# KNN & PCA Assignment 

Q 1. What is K-Nearest Neighbors (KNN) and how does it work in both classification and regression problems?

->  K-Nearest Neighbors (KNN) is a simple but powerful supervised learning algorithm that makes predictions based on the similarity between data points. Instead of building a mathematical model during training, KNN stores the entire dataset and makes decisions only when a new sample is given. This is why it is called a lazy learner.

In classification, KNN finds the “k” closest neighbors and assigns the class that appears most frequently among them. It assumes that points located closer to one another are more likely to belong to the same category.

In regression, KNN predicts continuous values by averaging the output values of the k nearest neighbors. Because the algorithm depends heavily on the distance between points, proper scaling is very important. Overall, KNN works by comparing distances and making predictions based on majority voting or average values.

Q 2. What is the Curse of Dimensionality and how does it affect KNN performance?

->  The Curse of Dimensionality refers to the problems that arise when the number of features in a dataset becomes very large. In high-dimensional space, data points become sparse and distances between them become less meaningful. As a result, even points that are supposed to be close appear far apart mathematically.

Since KNN depends directly on distance calculations, this causes the algorithm to make poor decisions. The model becomes slow, inaccurate, and requires much more data to work correctly.

This is why dimensionality reduction techniques like PCA are often applied before using KNN, especially when datasets contain a large number of features.

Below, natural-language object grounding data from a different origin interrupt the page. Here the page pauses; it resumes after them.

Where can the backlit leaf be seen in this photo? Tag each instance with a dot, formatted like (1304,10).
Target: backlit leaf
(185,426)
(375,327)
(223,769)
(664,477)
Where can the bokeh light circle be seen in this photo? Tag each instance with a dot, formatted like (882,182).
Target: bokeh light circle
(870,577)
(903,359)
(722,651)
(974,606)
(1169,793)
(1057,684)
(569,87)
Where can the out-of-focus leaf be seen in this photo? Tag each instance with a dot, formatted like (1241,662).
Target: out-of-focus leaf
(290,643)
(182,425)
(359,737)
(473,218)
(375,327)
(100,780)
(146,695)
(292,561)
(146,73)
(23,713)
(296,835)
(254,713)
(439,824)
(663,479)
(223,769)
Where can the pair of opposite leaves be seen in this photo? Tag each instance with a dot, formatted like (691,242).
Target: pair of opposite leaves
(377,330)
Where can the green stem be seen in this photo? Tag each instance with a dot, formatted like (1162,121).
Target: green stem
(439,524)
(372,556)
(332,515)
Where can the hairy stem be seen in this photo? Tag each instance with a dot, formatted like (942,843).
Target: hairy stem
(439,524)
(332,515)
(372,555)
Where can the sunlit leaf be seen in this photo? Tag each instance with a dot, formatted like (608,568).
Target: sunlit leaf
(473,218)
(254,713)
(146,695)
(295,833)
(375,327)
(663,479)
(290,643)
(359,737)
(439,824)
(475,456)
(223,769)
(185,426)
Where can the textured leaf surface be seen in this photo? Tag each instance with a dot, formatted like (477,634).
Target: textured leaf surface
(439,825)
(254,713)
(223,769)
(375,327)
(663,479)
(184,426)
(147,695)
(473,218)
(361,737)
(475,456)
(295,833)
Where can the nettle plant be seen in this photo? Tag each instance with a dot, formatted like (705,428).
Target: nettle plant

Q 3. What is Principal Component Analysis (PCA)? How is it different from feature selection?

->  Principal Component Analysis (PCA) is a dimensionality reduction technique that transforms the original high-dimensional data into a smaller number of new variables called principal components. These components capture as much information (variance) as possible while reducing redundancy among features.

The key difference between PCA and feature selection is that PCA creates new features by combining existing ones, whereas feature selection simply chooses the most important existing features without altering them.

PCA is very useful for simplifying complex datasets, improving model performance, and reducing noise. It also helps in visualizing high-dimensional data more effectively.

Q 4. What are eigenvalues and eigenvectors in PCA, and why are they important? 

->  In PCA, eigenvalues and eigenvectors come from the covariance matrix of the dataset. Eigenvectors represent the directions in which the data varies the most, while eigenvalues represent how much variance lies along each direction.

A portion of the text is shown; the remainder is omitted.